Where's the food? "Where's the food"? Where's your neck? I wasn't listening.
I was looking at your boobs.
Well, I do what I can but they'll never be as big as yours.
Pick up.
Meatball.
Hey, hot stuff.
Where's the hot stuff? Oh, Max.
You were right.
This heel is much more--no.
No, wait! No, it's not.
It's gonna-- Those are the biggest balls those guys have had in their laps since they started steroids.
Ooh ooh ooh ooh ooh And the Pre Approved Credit Card Ooh ooh ooh ooh ooh ooh ooh I can't believe you masking taped the shoe to your leg.
I know but these are Christian Louboutins and even all busted up like this they still have the classic red bottoms.
You know what else has red bottoms? Baboons.
Walk around with a couple of them on your feet and I'm impressed.
Well, at least now you can't see those stupid bows.
Who put bows on their shoes? What's the gift? Your stinky feet? You don't think I hate the bows? I bought these as an impulse purchase over a year ago.
I didn't know I'd be shackled with them for eternity.
Oh, Caroline.
I never noticed you had a club foot.
I would have set you up with my brother.
I broke my shoe in the diner.
Oh, I can help.
I always carry my gym shoes in my bag.
I'm sorry they're so conservative but the weight room is a real meat rack.
Sophie, that's so sweet of you.
But I still have one pair of my own shoes to wear.

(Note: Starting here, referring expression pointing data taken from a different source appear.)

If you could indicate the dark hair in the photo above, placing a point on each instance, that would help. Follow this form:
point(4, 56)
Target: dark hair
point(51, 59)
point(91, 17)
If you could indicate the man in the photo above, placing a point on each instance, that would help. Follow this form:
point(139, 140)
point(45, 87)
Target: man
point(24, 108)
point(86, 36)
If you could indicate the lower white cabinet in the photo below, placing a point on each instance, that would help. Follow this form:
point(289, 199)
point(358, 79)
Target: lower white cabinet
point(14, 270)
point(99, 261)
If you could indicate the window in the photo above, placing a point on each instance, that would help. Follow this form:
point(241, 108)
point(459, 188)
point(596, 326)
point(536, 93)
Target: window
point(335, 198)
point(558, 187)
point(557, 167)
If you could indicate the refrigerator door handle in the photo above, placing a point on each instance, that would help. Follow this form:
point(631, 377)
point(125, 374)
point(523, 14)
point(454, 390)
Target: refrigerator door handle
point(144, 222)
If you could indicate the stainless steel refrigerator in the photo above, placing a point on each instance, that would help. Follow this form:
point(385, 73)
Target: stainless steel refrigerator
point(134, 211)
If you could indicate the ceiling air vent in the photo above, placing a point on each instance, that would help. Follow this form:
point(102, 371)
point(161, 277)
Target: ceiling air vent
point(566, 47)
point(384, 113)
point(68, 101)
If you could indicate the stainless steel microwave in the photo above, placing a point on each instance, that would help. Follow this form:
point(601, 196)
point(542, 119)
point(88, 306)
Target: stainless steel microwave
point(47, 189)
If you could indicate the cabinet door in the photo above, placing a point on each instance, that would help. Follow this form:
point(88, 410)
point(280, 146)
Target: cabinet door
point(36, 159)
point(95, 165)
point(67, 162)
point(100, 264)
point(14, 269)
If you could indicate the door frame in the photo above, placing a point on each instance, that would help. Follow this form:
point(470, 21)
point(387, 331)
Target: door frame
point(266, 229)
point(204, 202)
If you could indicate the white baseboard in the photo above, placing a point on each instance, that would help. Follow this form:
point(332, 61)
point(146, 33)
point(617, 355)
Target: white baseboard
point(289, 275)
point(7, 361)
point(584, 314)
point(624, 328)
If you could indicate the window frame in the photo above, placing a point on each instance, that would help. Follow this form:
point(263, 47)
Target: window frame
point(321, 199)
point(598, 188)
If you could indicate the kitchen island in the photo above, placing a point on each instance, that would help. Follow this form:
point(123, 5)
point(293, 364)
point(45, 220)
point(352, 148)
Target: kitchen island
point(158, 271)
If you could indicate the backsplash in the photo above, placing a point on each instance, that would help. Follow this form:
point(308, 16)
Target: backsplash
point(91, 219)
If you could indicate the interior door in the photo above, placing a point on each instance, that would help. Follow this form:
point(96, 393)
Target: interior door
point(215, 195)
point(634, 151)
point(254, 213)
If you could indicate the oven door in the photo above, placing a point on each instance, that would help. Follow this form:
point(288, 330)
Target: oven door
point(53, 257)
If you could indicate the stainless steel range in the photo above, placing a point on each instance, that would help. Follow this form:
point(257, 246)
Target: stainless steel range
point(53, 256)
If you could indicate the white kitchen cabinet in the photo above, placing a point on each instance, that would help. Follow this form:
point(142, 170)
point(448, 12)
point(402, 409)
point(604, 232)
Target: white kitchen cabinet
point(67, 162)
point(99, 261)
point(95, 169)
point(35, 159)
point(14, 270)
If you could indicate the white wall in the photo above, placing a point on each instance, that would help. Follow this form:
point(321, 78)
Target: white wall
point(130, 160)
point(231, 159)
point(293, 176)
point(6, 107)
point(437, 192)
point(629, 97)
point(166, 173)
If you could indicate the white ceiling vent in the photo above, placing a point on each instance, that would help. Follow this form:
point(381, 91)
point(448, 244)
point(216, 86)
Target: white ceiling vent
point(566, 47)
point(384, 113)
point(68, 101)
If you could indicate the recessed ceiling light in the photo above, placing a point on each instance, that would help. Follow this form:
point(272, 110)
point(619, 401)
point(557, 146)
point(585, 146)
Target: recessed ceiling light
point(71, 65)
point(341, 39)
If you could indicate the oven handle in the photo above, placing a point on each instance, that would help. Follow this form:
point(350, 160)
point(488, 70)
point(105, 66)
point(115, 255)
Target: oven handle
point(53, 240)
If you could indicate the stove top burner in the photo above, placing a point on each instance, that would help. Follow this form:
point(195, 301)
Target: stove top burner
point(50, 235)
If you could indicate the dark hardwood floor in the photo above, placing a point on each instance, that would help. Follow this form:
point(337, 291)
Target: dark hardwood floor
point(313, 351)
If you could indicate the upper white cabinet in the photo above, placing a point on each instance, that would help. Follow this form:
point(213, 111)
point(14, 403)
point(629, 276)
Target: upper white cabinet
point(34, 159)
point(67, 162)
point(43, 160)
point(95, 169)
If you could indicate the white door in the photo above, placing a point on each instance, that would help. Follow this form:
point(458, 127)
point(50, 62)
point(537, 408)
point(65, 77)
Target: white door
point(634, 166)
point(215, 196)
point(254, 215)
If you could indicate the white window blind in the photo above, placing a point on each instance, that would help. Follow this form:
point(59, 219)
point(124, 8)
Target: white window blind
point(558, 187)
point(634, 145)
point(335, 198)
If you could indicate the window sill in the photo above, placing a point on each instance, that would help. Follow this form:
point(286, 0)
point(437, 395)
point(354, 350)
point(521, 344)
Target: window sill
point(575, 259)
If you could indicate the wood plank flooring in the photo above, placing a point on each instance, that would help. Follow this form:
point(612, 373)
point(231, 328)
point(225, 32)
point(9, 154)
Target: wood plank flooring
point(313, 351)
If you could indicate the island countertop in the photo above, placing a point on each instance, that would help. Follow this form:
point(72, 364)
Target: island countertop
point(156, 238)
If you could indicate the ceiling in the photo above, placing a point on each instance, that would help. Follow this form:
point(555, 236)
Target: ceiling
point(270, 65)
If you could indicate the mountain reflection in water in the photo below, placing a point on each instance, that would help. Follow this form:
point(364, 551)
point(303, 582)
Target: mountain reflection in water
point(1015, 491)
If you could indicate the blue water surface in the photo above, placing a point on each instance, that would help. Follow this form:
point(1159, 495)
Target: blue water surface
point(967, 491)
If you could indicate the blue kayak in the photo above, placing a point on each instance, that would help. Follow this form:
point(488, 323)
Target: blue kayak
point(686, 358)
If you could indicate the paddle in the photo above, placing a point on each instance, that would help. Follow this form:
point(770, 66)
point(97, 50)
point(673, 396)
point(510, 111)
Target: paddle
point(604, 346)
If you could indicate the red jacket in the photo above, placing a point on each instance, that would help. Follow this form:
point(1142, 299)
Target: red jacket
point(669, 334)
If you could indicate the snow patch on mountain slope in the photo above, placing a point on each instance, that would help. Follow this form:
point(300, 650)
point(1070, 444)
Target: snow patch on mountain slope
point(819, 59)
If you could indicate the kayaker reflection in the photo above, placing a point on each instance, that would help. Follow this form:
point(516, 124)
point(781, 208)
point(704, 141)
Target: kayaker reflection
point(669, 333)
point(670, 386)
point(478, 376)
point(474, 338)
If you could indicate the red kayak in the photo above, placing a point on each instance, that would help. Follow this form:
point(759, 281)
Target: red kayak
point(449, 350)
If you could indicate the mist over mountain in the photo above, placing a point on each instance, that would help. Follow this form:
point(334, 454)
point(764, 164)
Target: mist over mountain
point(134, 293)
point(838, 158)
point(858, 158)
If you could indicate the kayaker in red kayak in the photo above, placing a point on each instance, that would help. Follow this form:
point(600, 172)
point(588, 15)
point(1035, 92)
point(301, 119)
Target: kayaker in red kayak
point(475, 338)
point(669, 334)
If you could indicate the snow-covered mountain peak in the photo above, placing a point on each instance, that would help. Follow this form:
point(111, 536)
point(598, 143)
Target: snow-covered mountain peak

Oh, well take them just in case.
You should take them.
You'll make $20 just walking to work.
And some of your mail got mixed in with mine.
This is like the third time that mail lady did that.
All right.
Nighty night.
Max, you will not believe what just came addressed to you.
Let me explain.
I'm not a scientologist.
I just went that one time because I heard some rich guy was looking for a wife.
No, we've been pre-approved for a credit card.
What? How the hell did we get pre-approved? It says all we have to do is go online and apply and we can be approved in under two minutes.
Slow down, Quasimodo.
I can't have a credit card.
Someone gave me a bag of Chips Ahoy! cookies once and I ate the entire thing without breathing.
Well, you're not a child any more.
You have more discipline.
The cookies were yesterday.
Okay, what is that thing? What is that spinning wheel? It's just processing our application.
No, it's not.
It's finding out everything about us.
Now it's finding out your dad stole millions of dollars.
Now it's finding out I got fired from eight Dairy Queens.
Now it's finding out why I got fired from eight Dairy Queens.
Oh, my God.
Max, we're approved.
We've just been approved.
What? What is wrong with them? Does Dairy Queen report nothing? Get back on there and disapprove us.
Okay.
Calm down.
We need this card for our business.
All we have to do is communicate with each other about every purchase, you know? Keep an open dialogue.
So, opening dialogue.
For our business, I would like a pair of Louboutins.
Opening dialogue.
No.
And I felt stupid miming that.
I hate the arts.
Look, you can't get everything you want.
I would like a box of lizards.
Love lizards, always have, but you don't see me putting that on a credit card.
I need a new pair of shoes for business meetings.
You know what they say, "dress for the job you want, not the job you have".
Okay, fine.
If you're getting the shoes, then I'm getting what I want.
I hope you're happy with an apartment full of lizards and lipstick.
Also, some of those lizards will be wearing lipstick.
Earl, you are looking particularly gorgeous this evening.
Well, I would say, "don't flatter me" but let's face it.
Everything came together tonight.
Is it another woman? Should I be filled with anger? I mean, more than I usually am? I just want to look nice for my son when he comes in.
What? No way, I'm going to meet your kid? Well, one of them.
"One of them"? How many do you have? So far? Oh, Earl, I love you.
This is my son, Darius.
He's the number one Chrysler salesman in all of Detroit, and he's my very favorite, if he's the one I'm thinking of.
Excuse me, but aren't you Max of Max's Homemade Cupcakes? Earl, look.
Our credit card came in the mail today.
See? "Max Black".
No more using the card I found at Six Flags.
Thank you for never checking your statement, Agnes Chin.
Girls, take my advice and be very careful with that thing.
Credit cards are more trouble than a priest at a Wiggles concert.